Top 5 investing lessons from Warren Buffett's shareholders letters 2016

You must be knowing Warren Buffett if you are in the world of investments for quite some time. He is one of the biggest and most successful investor in the world. There isn’t anything more valuable to an investor community (especially long term) than Warren Buffett letters to shareholders. These aren’t any ordinary annual letter of a company which gives updates about business operations and view about the future but a lot more than that. These letters not only covers Berkshire Hathaway’s performance and its future prospect but also contains holy investment lessons and advice. Any aspiring investor willing to build up storehouse of knowledge should surely read and re read the letters to compound the knowledge. Warren Buffett has started writing these letters since 1950’s

Though the full 28 page letter is worth reading but we have highlighted some of the important lessons for the new investors who haven’t read any report before. The following are the key lessons from shareholder letter 2016 by Warren Buffett –

1. Don’t just blindly pay for the brand name or goodwill

Simply buying stocks of companies for the sake of its goodwill or brand value may prove to be a laggard investment in the future. It’s important to understand the company’s growth potential and what it can become in the future. In simple words, it’s a wise to focus on company’s growth prospects rather than its brand name.

Hence, as an investor, it’s really a bad idea to pay a very high price just behind the comfort of company’s reputation and goodwill.

2. Buy stocks during panic and fear in the market rather than selling them

India being an emerging nation is greatly impacted by events both domestic and international. The Indian stock market during geo-political events like Indo-Pak tension or during Brexit referendum saw a good correction in the stock market. Even domestic events affects market in a great way like the one saw few months back due to demonetisation.

Most people during this time was selling in panic following herd mentality but this corrections poses opportunity for long term investors as during such times you get good and fundamentally sound companies at bargain prices.
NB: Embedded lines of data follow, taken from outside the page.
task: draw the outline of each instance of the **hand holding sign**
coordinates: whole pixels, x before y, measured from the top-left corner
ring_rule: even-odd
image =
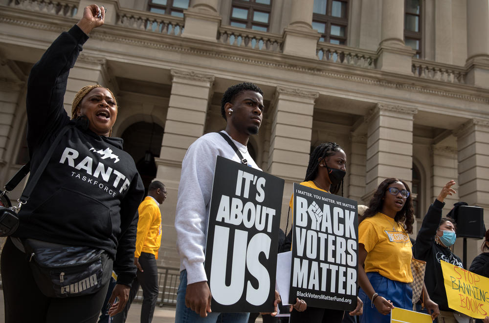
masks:
[[[204,318],[211,311],[211,291],[207,281],[199,281],[187,285],[185,305]]]

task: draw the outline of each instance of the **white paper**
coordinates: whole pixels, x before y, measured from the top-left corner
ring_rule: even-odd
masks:
[[[291,251],[280,253],[277,255],[277,290],[280,294],[282,305],[289,305],[289,294],[290,289],[291,267]]]

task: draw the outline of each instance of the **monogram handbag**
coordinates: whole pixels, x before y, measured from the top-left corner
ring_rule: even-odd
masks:
[[[413,282],[409,285],[413,289],[413,308],[421,298],[423,291],[423,283],[424,282],[424,271],[426,270],[426,262],[418,260],[414,257],[411,259],[411,271],[413,273]],[[424,306],[424,302],[422,300],[422,305]],[[413,309],[413,310],[414,310]]]

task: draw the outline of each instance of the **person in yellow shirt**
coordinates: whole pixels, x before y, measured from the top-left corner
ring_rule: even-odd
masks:
[[[133,281],[129,300],[124,310],[113,317],[113,323],[126,322],[131,303],[137,294],[140,285],[143,289],[143,304],[141,308],[141,323],[149,323],[153,320],[158,298],[158,268],[156,259],[161,242],[161,214],[159,205],[166,198],[166,188],[159,181],[154,181],[148,188],[145,198],[137,211],[136,250],[134,264],[137,267],[136,278]]]
[[[379,185],[358,225],[361,323],[388,323],[394,307],[412,309],[411,261],[413,208],[409,187],[387,178]],[[438,305],[425,293],[424,305],[434,319]]]

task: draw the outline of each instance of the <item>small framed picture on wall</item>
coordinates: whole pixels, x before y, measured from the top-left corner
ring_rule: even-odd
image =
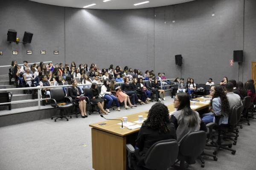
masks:
[[[18,51],[12,51],[12,55],[18,55]]]
[[[46,51],[45,50],[41,50],[40,51],[40,54],[46,54]]]
[[[31,50],[27,50],[27,54],[32,54],[32,51]]]

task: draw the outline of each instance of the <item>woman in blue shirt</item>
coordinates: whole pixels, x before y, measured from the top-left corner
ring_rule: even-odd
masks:
[[[225,91],[220,85],[212,85],[210,91],[212,99],[210,103],[211,112],[204,114],[202,119],[206,124],[215,122],[213,113],[216,115],[222,115],[220,118],[219,125],[227,124],[228,123],[228,113],[230,105]]]

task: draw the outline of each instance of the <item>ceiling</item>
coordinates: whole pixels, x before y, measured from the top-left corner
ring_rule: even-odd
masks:
[[[32,1],[58,6],[74,8],[83,7],[92,3],[96,5],[87,8],[89,9],[137,9],[166,6],[183,3],[194,0],[111,0],[103,2],[103,0],[29,0]],[[149,3],[134,6],[133,4],[149,1]]]

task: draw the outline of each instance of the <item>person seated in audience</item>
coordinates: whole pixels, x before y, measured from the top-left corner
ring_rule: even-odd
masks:
[[[116,69],[114,70],[114,75],[115,76],[115,77],[117,77],[118,75],[121,76],[122,74],[122,68],[121,68],[119,65],[116,65]]]
[[[145,165],[145,158],[150,147],[157,142],[177,139],[176,132],[169,117],[168,108],[163,104],[157,103],[149,110],[147,119],[140,129],[136,146],[134,159],[137,165]]]
[[[212,86],[212,85],[214,85],[214,82],[212,81],[212,79],[211,78],[209,78],[208,82],[205,83],[205,85],[209,85],[210,86]]]
[[[241,82],[238,82],[236,83],[237,86],[237,94],[240,96],[241,99],[243,99],[247,96],[247,91],[244,87],[244,83]]]
[[[84,99],[84,96],[80,96],[82,93],[80,88],[77,88],[77,81],[76,79],[73,79],[71,82],[73,86],[71,90],[70,91],[70,96],[73,102],[78,103],[82,117],[87,117],[88,116],[86,114],[86,101]]]
[[[152,86],[154,88],[156,88],[158,89],[158,92],[159,93],[159,97],[161,97],[161,94],[163,94],[163,100],[165,100],[165,98],[164,98],[164,90],[160,89],[161,88],[160,88],[160,87],[159,87],[159,84],[158,84],[157,79],[154,79],[154,82],[152,83]],[[161,99],[160,98],[158,99],[161,100]]]
[[[109,79],[109,76],[108,76],[108,72],[105,71],[104,73],[104,75],[103,75],[103,76],[102,76],[102,79],[103,79],[103,80]]]
[[[245,83],[244,88],[247,90],[247,95],[251,97],[251,102],[254,102],[256,98],[254,85],[252,81],[247,81]]]
[[[12,60],[12,64],[11,64],[11,67],[10,69],[11,69],[11,73],[12,75],[13,74],[14,72],[14,67],[17,64],[17,62],[16,61]]]
[[[124,79],[120,77],[120,75],[118,74],[117,76],[116,76],[116,82],[124,82]]]
[[[192,93],[194,93],[196,90],[196,85],[194,82],[194,79],[190,79],[190,82],[188,86],[188,93],[189,96],[191,96]]]
[[[29,87],[32,85],[32,80],[34,79],[32,74],[29,73],[29,69],[28,68],[25,68],[26,72],[23,74],[23,79],[25,81],[25,84]]]
[[[162,73],[162,75],[161,76],[161,79],[162,79],[162,80],[165,80],[167,79],[166,77],[165,76],[165,73]],[[171,82],[170,80],[164,80],[164,82],[166,82],[169,85],[171,85],[172,84],[172,82]]]
[[[96,83],[97,84],[99,84],[99,83],[101,83],[101,82],[99,80],[99,76],[95,76],[95,79],[94,79],[93,80],[93,82]]]
[[[150,76],[149,77],[149,79],[148,82],[146,82],[146,87],[150,91],[150,92],[152,93],[154,93],[156,95],[156,99],[157,100],[157,102],[159,102],[161,101],[161,99],[159,98],[158,95],[158,89],[154,88],[153,87],[152,85],[152,78],[151,76]]]
[[[234,106],[238,107],[243,105],[240,96],[234,93],[234,85],[231,82],[228,82],[225,85],[225,91],[227,93],[227,97],[230,104],[230,108],[232,109]]]
[[[45,87],[45,86],[51,86],[52,84],[47,79],[47,76],[45,75],[42,75],[42,80],[40,81],[39,83],[41,87]],[[44,96],[51,96],[51,93],[50,93],[50,88],[44,88],[42,89],[42,91],[44,91],[44,93],[42,94],[43,95],[43,96],[44,97]],[[45,97],[44,97],[45,98]]]
[[[96,73],[95,71],[94,71],[94,67],[92,67],[90,68],[90,70],[89,73],[89,76],[90,77],[94,77],[95,76],[96,76]]]
[[[125,78],[125,83],[122,85],[122,88],[123,89],[123,90],[126,93],[126,94],[131,96],[131,104],[134,107],[137,107],[136,105],[136,101],[140,102],[142,102],[138,97],[136,92],[131,90],[131,86],[129,82],[129,78],[127,77]]]
[[[90,88],[89,99],[90,101],[97,104],[98,107],[103,113],[108,114],[108,112],[105,111],[103,108],[104,100],[103,99],[99,98],[99,91],[98,90],[98,85],[95,83],[93,83]]]
[[[220,85],[222,85],[223,87],[225,86],[226,83],[228,82],[228,80],[227,79],[227,77],[226,76],[224,76],[223,77],[223,79],[220,82]]]
[[[80,74],[79,71],[79,68],[77,68],[76,69],[76,72],[73,74],[73,78],[76,79],[79,78],[80,79],[81,78],[81,75]]]
[[[141,90],[140,84],[138,83],[138,79],[137,78],[135,78],[133,79],[133,81],[131,84],[131,85],[132,90],[135,91],[137,94],[141,95],[141,99],[143,102],[141,103],[142,104],[148,103],[148,102],[146,100],[147,94],[145,91]]]
[[[142,91],[144,91],[146,94],[147,98],[146,99],[146,101],[148,102],[151,100],[150,99],[150,96],[151,96],[151,92],[150,91],[148,90],[147,88],[146,87],[146,85],[145,85],[144,82],[143,82],[143,79],[142,78],[140,78],[139,79],[138,84],[139,84],[140,86],[140,89],[141,89]]]
[[[161,73],[158,73],[158,74],[157,74],[157,79],[159,81],[159,82],[160,83],[160,86],[165,86],[165,85],[166,85],[168,84],[168,83],[167,83],[167,82],[164,82],[163,80],[162,80],[162,78],[161,78],[161,75],[162,74],[161,74]],[[166,87],[163,87],[162,88],[162,89],[166,89]]]
[[[90,71],[90,68],[88,67],[87,64],[84,64],[84,69],[85,72]]]
[[[177,90],[177,93],[179,93],[180,92],[186,93],[186,85],[184,83],[184,79],[183,78],[181,78],[180,80],[180,79],[178,78],[176,78],[176,79],[177,79],[177,82],[178,82],[178,81],[180,81],[180,82],[179,83],[179,85],[178,85],[178,90]]]
[[[202,120],[206,124],[215,122],[215,118],[212,114],[222,115],[219,121],[219,125],[227,124],[230,111],[230,103],[224,89],[219,85],[213,85],[211,87],[210,95],[212,100],[209,104],[210,112],[202,115]]]
[[[108,73],[107,72],[107,73]],[[106,111],[108,113],[110,113],[109,108],[111,106],[113,101],[116,103],[116,110],[120,111],[120,105],[119,104],[119,102],[118,102],[118,99],[117,99],[117,97],[112,95],[112,93],[110,92],[109,87],[108,86],[109,84],[109,82],[108,80],[104,80],[103,85],[101,88],[101,91],[100,92],[100,94],[102,96],[103,98],[106,99],[108,101]]]
[[[36,67],[36,71],[34,73],[34,77],[35,78],[38,76],[39,72],[41,71],[41,67],[40,65],[38,65]]]
[[[175,85],[178,85],[180,82],[180,78],[178,77],[175,79],[174,81],[173,81]]]
[[[134,106],[131,103],[129,96],[122,91],[121,87],[116,85],[116,82],[115,80],[111,80],[109,86],[110,91],[116,91],[116,95],[117,97],[117,99],[118,99],[118,100],[121,103],[124,102],[125,104],[125,109],[128,109],[130,108],[130,107],[132,108],[134,107]],[[130,107],[127,106],[127,102],[128,102]]]
[[[190,83],[190,78],[189,77],[187,79],[187,82],[186,82],[186,88],[187,89],[189,88],[189,85]]]
[[[62,77],[64,79],[64,80],[66,80],[66,77],[67,76],[70,76],[70,74],[68,71],[67,71],[67,68],[64,68],[63,70],[63,73],[62,73]]]
[[[82,84],[86,85],[84,86],[85,88],[90,88],[91,85],[93,83],[92,80],[90,78],[87,74],[84,74],[84,76],[81,78],[81,82]]]
[[[46,73],[46,76],[47,76],[47,79],[48,81],[50,82],[51,83],[53,83],[55,81],[55,79],[54,79],[54,78],[52,76],[52,72],[50,71],[48,71]]]
[[[76,69],[76,62],[74,62],[73,61],[71,62],[71,65],[70,65],[70,68],[72,68],[72,67],[75,67],[75,70]]]
[[[177,110],[172,114],[171,122],[174,124],[179,145],[182,139],[191,132],[202,130],[207,132],[205,124],[202,121],[199,114],[190,108],[189,96],[184,93],[180,93],[175,96],[174,108]]]

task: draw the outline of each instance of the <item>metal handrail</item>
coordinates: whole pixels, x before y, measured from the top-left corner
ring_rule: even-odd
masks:
[[[45,63],[45,62],[52,62],[51,61],[45,61],[45,62],[43,62]],[[34,63],[40,64],[40,62],[33,62],[33,63],[28,63],[28,65],[32,65],[32,64],[34,64]],[[23,65],[23,63],[18,64],[18,65]],[[0,65],[0,67],[11,67],[11,65]]]
[[[172,80],[175,79],[165,79],[163,80]],[[148,80],[143,80],[143,82],[148,82]],[[124,82],[116,82],[116,84],[123,84]],[[97,83],[98,85],[102,85],[103,84],[102,83]],[[91,85],[92,83],[89,84],[79,84],[77,86],[84,86],[84,85]],[[17,91],[19,90],[34,90],[34,89],[37,89],[38,90],[38,99],[29,99],[29,100],[22,100],[19,101],[13,101],[11,102],[7,102],[5,103],[0,103],[0,106],[1,105],[7,105],[9,104],[16,104],[16,103],[28,103],[30,102],[33,102],[35,101],[37,101],[38,102],[38,109],[40,109],[41,108],[41,101],[45,100],[47,100],[50,99],[50,98],[45,98],[42,99],[41,98],[41,96],[40,95],[40,91],[43,88],[60,88],[62,87],[72,87],[72,85],[58,85],[58,86],[37,86],[34,87],[28,87],[28,88],[4,88],[0,89],[0,93],[2,91]],[[162,88],[162,86],[161,86]]]

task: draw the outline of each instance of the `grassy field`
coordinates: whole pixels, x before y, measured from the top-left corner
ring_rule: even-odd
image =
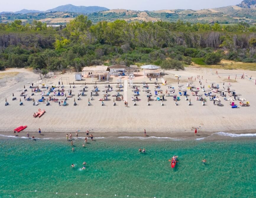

After a good correction post demonetisation, market took a good rally and today made a new high on the back of BJP’s win in Uttar-Pradesh. So if anyone would have bought stocks of sound companies would have made descent gains in the latest rally in last 2-3 months.

3. Ride your country’s growth wave

India as a country has shown a phenomenal growth in the last several decades. India’s GDP has reached whooping $2100 billion in 2017 from a mere $40 billion in the year 1960. Even the India’s stock market index, Sensex has reached 29500 from mere 100 mark in less than 40 years. The governments various infrastructural reforms, building of smart cities, demonetisation step to eradicate black money from the system, internet penetration both in rural and urban areas, more companies are coming up, more and more people travelling abroad etc are nothing but pure growth.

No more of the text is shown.